08/05/11

O Cetim das Pestanas


Nesta novela-biografia ou biografia-enovelada, não a quis fazer chorar, minha senhora. Vossa Excelência já sabe que eu – o derradeiro cultor do romance plangente neste país onde a literatura se está refazendo com fermentações de cores várias e jogralidades vasconças, - premindo com o dedo umas certas molas do mecanismo da sentimentalidade, faço tremeluzir no cetim de suas pestanas umas camarinhas de preciosas lágrimas. Também não quis que vossa excelência se risse. Este livrinho tem intuitos graves, e encerra uma ideia encoberta, porque ideias descobertas já raramente aparece uma. Tenho o desvanecimento de conjecturar que a filosofia deste opúsculo há-de dar de si (...).

Camilo Castelo Branco, Novelas do Minho – Volume 3, O Degredado.


Li curiosa e divertida as Novelas do Minho. Confesso que – não sei porquê, e ao contrário do que se passa com outros autores portugueses do mesmo século - pouco li até agora de Camilo Castelo Branco. Já há muito que tinha vontade de o ler, mas por isto e por aquilo ia sempre adiando... até agora. E em boa hora o fiz, porque o prazer de ler rico e um genuíno português (língua e não pessoa) não tem preço. Se a minha recente releitura de Eça de Queirós foi um reencontro feliz, a leitura de Camilo revelou-se uma surpresa (o facto de já saber como é o autor, em nada diminui a surpresa que uma leitura sempre trás) e um prazer imensos. A sua linguagem, o seu humor e ironia, o à-vontade com que retrata cada indivíduo seja qual for o extracto social a que pertença, o seu olhar peculiar sobre a sociedade, o país, e sobre si mesmo são únicos. O país retratado nas Novelas do Minho é um país vasto e muito mais rural do que urbano (ao contrario de Eça, por exemplo), tal como a sua linguagem, muito genuína, muito portuguesa e desprovida de estrangeirismos tão na moda nessa época. Uma coisa é certa: hoje sei apreciar Camilo muito mais do que antes teria sabido.

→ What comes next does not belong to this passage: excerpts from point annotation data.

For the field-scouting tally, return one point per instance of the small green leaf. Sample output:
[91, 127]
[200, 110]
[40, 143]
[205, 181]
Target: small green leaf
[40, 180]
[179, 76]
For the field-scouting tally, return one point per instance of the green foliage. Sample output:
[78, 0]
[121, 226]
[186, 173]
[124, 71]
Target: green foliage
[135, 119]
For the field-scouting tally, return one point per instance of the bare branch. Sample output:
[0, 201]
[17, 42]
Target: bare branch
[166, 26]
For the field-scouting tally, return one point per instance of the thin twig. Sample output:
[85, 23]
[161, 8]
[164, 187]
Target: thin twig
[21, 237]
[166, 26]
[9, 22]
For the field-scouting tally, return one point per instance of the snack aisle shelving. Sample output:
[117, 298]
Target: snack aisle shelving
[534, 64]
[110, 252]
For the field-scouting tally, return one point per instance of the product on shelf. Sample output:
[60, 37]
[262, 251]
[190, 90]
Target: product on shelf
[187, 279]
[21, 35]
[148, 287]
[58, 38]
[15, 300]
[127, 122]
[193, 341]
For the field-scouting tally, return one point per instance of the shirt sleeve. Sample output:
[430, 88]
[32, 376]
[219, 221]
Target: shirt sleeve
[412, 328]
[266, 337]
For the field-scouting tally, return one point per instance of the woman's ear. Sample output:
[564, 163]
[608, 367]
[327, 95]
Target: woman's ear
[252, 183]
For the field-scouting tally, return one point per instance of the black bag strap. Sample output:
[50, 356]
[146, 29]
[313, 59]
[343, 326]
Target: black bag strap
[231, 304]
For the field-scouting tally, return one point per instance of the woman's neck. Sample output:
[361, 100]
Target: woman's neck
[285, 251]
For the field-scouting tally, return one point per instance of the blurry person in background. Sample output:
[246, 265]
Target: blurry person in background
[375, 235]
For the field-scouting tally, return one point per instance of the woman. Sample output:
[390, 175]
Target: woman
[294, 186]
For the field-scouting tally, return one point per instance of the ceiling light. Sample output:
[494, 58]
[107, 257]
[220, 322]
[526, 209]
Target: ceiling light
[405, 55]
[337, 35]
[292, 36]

Este pequeno excerto é, nas suas referências, um concentrado camiliano: a novela plangente, o amor, o cavalheirismo na alusão privilegiada às leitoras (eu e as minhas camarinhas de preciosas lágrimas tremeluzindo no cetim das minhas pestanas, incluídas!) e aos efeitos das suas novelas na sensibilidade das ditas leitoras, a ironia, a literatura e o realismo, a banalidade de tantas ideias descobertas, a filosofia e erudição. Faltam alguns ingredientes como a política, a crítica social, a prisão, alguns retratos. De uns e de outros tenciono, a pouco e pouco, dar conta.